I have to find the integral surface of the PDE

$$x(y^2+z)p - y(x^2+z)q = (x^2-y^2)z$$

containing the straight line $x+y=0, z=1$.

From the auxiliary equations, I can obtain $xyz=C_{1}$ for some constant $C_{1}$. To proceed further, I need to find another relation involving $x,y,z$ or at least one of them. However, I am having difficulty finding this. Would someone be able to help me determine the other relation?

Answer 1

$x(y^2+z)p - y(x^2+z)q = (x^2-y^2)z$ is ambiguous because the symbols are not defined. I suppose that the PDE is : $$x(y^2+z)\frac{\partial z}{\partial x} - y(x^2+z)\frac{\partial z}{\partial y} = (x^2-y^2)z(x,y)\tag 1$$ The Charpit-Lagrange characteristic ODEs are : $$\frac{dx}{x(y^2+z)}=\frac{dy}{-y(x^2+z)}=\frac{dz}{(x^2-y^2)z}$$ Search for a first characteristic equation : $$\frac{ydx+xdy}{y(x(y^2+z))+x(-y(x^2+z))}=\frac{dz}{(x^2-y^2)z}=\frac{d(xy)}{xy(y^2-x^2)}$$ $$\frac{dz}{z}=-\frac{d(xy)}{xy}$$ $$xyz=c_1$$ Seach for a second characteristic equation : $$\frac{xdx+ydy}{x(x(y^2+z))+y(-y(x^2+z))}=\frac{dz}{(x^2-y^2)z}=\frac{d(x^2+y^2)/2}{(x^2-y^2)z}$$ $$dz=d(x^2+y^2)/2$$ $$z-\frac12 (x^2+y^2)=c_2$$ The general solution of the PDE on implicit form $c_2=F(c_1)$ is : $$z-\frac12 (x^2+y^2)=F(xyz)\tag 2$$ $F$ is an arbitrary function (to be determined according to the boundary condition).
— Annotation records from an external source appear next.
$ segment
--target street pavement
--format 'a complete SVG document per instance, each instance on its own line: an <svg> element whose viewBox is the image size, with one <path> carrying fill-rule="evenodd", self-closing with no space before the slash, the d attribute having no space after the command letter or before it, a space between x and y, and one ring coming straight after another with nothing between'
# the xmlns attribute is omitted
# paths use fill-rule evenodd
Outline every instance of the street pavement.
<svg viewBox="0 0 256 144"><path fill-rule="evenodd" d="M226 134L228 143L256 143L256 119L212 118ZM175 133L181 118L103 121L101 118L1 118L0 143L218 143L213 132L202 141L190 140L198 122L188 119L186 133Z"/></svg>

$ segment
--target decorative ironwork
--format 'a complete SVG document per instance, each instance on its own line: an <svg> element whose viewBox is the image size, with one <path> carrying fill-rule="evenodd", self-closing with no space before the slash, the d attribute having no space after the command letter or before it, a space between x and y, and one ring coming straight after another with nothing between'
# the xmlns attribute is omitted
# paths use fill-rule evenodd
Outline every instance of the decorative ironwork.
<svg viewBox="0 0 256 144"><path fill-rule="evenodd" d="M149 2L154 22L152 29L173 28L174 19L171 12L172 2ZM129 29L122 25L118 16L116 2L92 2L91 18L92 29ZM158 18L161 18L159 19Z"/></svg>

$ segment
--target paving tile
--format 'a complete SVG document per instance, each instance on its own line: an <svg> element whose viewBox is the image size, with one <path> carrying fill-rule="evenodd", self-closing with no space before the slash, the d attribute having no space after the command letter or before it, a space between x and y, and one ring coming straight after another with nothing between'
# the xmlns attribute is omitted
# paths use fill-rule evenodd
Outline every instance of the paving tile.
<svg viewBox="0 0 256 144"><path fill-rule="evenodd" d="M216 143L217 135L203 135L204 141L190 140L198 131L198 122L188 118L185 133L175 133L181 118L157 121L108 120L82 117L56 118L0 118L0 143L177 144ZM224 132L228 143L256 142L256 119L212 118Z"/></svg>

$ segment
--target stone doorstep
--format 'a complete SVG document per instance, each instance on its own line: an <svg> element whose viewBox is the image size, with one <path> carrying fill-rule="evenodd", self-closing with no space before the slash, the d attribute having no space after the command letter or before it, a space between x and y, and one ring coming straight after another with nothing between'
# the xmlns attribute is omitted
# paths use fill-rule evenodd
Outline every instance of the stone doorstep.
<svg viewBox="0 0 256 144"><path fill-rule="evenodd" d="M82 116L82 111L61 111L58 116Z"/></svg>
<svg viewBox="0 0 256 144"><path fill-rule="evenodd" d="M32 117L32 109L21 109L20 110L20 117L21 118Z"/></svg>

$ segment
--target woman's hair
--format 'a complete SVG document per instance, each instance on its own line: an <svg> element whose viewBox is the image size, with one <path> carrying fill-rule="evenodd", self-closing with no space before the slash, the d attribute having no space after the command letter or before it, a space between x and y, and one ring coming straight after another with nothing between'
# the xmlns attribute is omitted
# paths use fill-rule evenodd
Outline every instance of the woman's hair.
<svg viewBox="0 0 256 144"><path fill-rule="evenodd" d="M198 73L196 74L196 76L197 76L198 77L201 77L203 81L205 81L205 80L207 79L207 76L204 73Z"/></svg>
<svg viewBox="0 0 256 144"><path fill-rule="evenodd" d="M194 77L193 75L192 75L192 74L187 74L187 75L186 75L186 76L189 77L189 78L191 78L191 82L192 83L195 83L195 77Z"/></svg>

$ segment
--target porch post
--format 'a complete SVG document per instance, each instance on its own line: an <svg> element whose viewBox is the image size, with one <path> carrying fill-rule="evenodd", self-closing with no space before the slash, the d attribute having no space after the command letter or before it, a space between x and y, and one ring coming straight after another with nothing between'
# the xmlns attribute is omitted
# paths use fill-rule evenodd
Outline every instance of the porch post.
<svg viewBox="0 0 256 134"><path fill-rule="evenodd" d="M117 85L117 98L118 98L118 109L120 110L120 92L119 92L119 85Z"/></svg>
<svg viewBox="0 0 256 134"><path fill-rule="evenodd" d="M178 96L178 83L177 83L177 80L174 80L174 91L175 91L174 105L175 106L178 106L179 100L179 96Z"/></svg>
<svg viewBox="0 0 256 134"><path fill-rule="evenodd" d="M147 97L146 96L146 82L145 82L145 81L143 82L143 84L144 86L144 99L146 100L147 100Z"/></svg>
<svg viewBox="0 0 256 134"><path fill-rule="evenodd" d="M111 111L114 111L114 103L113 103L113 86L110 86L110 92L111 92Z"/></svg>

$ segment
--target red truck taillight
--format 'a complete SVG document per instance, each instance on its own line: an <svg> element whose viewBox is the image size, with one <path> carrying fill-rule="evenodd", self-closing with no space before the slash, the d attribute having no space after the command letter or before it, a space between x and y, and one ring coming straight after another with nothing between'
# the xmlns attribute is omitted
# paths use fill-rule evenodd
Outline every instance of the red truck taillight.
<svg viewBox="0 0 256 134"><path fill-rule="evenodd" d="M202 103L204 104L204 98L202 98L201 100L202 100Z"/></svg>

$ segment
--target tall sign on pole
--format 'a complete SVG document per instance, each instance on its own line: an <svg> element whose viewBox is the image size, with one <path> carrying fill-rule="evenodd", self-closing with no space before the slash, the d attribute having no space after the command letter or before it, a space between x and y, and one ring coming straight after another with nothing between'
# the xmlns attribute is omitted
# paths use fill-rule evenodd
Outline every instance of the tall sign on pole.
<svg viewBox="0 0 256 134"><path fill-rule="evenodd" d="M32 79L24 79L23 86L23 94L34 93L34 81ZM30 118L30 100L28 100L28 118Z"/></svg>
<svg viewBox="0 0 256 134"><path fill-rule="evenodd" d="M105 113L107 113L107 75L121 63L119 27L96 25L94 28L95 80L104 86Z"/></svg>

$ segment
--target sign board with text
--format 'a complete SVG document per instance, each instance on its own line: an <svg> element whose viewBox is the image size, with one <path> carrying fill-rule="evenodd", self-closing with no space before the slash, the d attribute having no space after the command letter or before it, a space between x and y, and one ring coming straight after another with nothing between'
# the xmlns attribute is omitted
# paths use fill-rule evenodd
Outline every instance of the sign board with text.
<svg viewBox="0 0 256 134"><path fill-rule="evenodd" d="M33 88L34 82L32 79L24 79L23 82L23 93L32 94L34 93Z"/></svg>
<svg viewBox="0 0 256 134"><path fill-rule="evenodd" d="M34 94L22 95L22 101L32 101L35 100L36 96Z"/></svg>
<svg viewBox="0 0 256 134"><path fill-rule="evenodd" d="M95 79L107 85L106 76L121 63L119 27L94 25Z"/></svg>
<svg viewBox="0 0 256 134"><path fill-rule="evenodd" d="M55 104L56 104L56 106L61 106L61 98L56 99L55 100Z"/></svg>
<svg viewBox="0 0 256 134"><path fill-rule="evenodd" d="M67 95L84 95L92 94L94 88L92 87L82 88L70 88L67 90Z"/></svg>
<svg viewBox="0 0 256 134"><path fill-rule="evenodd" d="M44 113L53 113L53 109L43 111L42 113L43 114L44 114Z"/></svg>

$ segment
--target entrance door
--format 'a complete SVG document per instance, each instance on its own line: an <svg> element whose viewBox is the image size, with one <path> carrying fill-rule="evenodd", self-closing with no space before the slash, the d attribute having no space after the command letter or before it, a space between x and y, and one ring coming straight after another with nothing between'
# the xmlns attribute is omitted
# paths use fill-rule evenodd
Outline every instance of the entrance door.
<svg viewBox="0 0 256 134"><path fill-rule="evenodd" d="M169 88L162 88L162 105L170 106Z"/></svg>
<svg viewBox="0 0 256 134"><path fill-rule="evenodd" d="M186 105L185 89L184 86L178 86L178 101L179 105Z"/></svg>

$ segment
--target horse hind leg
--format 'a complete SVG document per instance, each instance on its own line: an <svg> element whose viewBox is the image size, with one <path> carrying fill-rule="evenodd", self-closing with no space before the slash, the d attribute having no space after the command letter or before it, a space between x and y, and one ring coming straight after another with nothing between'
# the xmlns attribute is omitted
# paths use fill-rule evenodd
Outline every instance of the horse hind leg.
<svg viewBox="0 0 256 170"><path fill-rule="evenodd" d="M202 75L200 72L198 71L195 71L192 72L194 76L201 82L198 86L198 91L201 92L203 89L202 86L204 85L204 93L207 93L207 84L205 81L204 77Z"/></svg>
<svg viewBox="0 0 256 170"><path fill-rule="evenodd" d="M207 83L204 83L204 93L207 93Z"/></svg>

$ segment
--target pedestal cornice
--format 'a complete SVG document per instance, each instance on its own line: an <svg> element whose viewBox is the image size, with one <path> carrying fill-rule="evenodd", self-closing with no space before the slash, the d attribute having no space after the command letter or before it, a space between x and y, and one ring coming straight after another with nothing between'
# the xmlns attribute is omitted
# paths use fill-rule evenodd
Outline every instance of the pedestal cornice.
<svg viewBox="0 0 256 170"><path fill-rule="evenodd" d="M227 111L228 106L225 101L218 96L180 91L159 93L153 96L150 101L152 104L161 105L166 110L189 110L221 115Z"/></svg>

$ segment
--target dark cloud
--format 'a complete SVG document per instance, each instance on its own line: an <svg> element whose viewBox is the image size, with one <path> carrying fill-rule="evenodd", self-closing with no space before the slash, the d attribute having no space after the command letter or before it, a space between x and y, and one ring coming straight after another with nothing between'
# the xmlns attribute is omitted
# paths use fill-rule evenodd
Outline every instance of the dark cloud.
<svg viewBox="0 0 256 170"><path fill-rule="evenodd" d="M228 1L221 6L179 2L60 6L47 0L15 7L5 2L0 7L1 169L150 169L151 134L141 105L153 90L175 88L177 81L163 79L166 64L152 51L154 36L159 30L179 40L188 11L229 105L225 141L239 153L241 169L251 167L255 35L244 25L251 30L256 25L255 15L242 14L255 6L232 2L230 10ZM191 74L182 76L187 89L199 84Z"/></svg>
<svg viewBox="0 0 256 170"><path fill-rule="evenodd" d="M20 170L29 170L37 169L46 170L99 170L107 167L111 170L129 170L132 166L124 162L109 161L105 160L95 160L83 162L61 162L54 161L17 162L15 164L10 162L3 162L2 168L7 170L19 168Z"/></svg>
Condition : $z=1$ on $y=-x$ $$1-\frac12 (x^2+(-x)^2)=F(x(-x))$$ $$F(-x^2)=1-x^2$$ Let $X=-x^2$ $$F(X)=1+X$$ Now the function $F$ is determined. We put it into the general solution Eq.$(2)$ where $X=xyz$ $$z-\frac12 (x^2+y^2)=1+xyz$$ $$z(x,y)=\frac{1+\frac12 (x^2+y^2)}{1-xy}$$